L’anarchie est elle
réalisable de nos jours ?
Dans les localités dans
lesquels les habitants ne sont pas trop nombreux, c’est encore possible. Mais
au niveau national, je n’y crois pas pour les raisons expliquées dans cet
article : l’Etat
est structurellement oligarchique.
Peut-on produire quelque
chose qui s’en éloignerait le moins ? Oui.
-Partons du postulat
anarchiste que l’Etat est une structure politique d’asservissement et de
domination : l’Etat est donc un mal. Rajoutons à cela ce postulat que l’Etat,
est dans notre contexte, nécessaire. L’Etat
est donc un mal nécessaire.
Le moins mauvais Etat serait
donc celui qui poserait comme principe la nécessité de sa propre disparition
après l’accomplissement de sa mission. Cela
ramène à cette assertion de Bakounine "L’Etat, c’est le mal, mais un mal
historiquement nécessaire, aussi nécessaire dans le passé que le sera tôt ou
tard son extinction complète."
La gestion de l’Etat implique l’existence d’autorités pour le gérer, c’est l’oligarchie
politique. Il en faut, on ne peut s’en passer dans le cadre Etatique. La question n’est donc plus de savoir s’il
faut une oligarchie ou non mais plutôt de savoir si l’oligarchie politique est
légitime ou non, l’anarchisme dans
ce cadre devient donc l’opposition à l’existence
d’une hiérarchie illégitime et immuable.
D’ ou est ce que cette
oligarchie peut tirer sa légitimité ? De la loi. Mais la loi a un caractère conventionnel elle n’est
jamais que l’œuvre d’homme et par conséquent relative. Quel genre de loi serait
légitime pour l’anarchisme ? Une loi faites pour les intérêts
de quelques uns ? Non, une loi qui servirait le bien public. D’ où la notion de
res publica qui signifie au sens propre « chose publique ». Qui produirait cette loi républicaine, la classe
dirigeante Etatique ? N’en profitera –t-elle pas pour servir ses intérêts ? Cette loi tendrait bien évidemment à monopoliser dans les mains du petit
nombre la richesse et le pouvoir.
On énoncera le troisième postulat selon lequel la loi doit être
le produit de la volonté de la collectivité. Les lois de la collectivité tendent en général au bien du plus grand nombre,
car elles émanent de la majorité de tous les citoyens, laquelle peut se
tromper, mais ne saurait avoir un intérêt contraire à elle-même. Cette
collectivité est donc la plus approprié pour produire la loi.
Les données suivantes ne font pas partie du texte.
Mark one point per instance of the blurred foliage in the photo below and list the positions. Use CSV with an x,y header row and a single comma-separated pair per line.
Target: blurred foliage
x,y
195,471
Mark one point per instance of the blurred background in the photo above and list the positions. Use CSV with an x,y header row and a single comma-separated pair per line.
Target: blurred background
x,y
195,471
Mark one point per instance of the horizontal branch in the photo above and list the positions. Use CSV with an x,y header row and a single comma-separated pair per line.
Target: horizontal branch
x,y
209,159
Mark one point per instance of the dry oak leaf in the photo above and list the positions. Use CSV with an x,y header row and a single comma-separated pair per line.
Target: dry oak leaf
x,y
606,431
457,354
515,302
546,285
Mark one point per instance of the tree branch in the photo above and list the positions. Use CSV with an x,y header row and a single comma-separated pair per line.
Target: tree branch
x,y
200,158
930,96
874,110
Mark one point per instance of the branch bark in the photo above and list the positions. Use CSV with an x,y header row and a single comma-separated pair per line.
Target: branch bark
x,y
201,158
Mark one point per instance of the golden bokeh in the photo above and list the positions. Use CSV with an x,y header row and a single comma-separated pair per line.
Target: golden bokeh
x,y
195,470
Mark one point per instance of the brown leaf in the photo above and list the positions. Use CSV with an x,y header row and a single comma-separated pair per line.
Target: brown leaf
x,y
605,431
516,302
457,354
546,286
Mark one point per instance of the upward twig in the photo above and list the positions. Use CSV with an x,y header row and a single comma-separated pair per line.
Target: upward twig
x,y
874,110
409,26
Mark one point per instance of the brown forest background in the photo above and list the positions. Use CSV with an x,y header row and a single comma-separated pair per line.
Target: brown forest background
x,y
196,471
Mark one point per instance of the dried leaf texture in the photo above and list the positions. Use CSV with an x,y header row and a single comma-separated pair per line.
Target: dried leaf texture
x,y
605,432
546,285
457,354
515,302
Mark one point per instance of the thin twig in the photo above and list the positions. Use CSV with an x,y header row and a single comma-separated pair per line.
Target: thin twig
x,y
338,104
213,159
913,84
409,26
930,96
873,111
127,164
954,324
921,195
La loi devient donc l’expression
de la volonté de la collectivité, cette origine populaire contribue
singulièrement à sa puissance, elle en acquiert une grande autorité.
C’ est la collectivité qui
fait naitre cette force en faisant la loi : chacun trouve une sorte d’ intérêt
personnel à ce que tous obéissent aux
lois : quelque fâcheuse que soit la loi , le citoyen s’ y soumet
donc sans peine , non seulement comme à l’ ouvrage du plus grand nombre mais
encore comme au sien propre , il la considère sous le point de vue d’ un
contrat dans lequel il aurait été partie.
La liberté, qui consiste à
ne point être soumis à l’arbitraire d’autrui, est garantie par cette loi égale
pour tous. On considérera donc que les manquements à la loi atteignent la communauté
quel que soit l’homme à l’ origine de l’infraction. Cette crainte qui régit le
domaine public et qui retient de ne rien faire d’illégal est bien entendu
tempérée par la tolérance dans les rapports privés (respect des libertés fondamentales).
Ces législations faites
par le peuple et pour le peuple devient aux yeux du citoyen, un objet sacré. Cette
souveraineté incarnée par la collectivité par l’intermédiaire de la loi
est aussi la définition que Rousseau donne à la « République ».
L’oligarchie légitime ? Celle qui découle
de la volonté générale (la loi) et qui est placée sous le contrôle permanent des forces
quelles encadrent.
C’est à mon sens, ce qui s’éloignerait le moins de l’idéal anarchiste dans notre contexte
Etatique.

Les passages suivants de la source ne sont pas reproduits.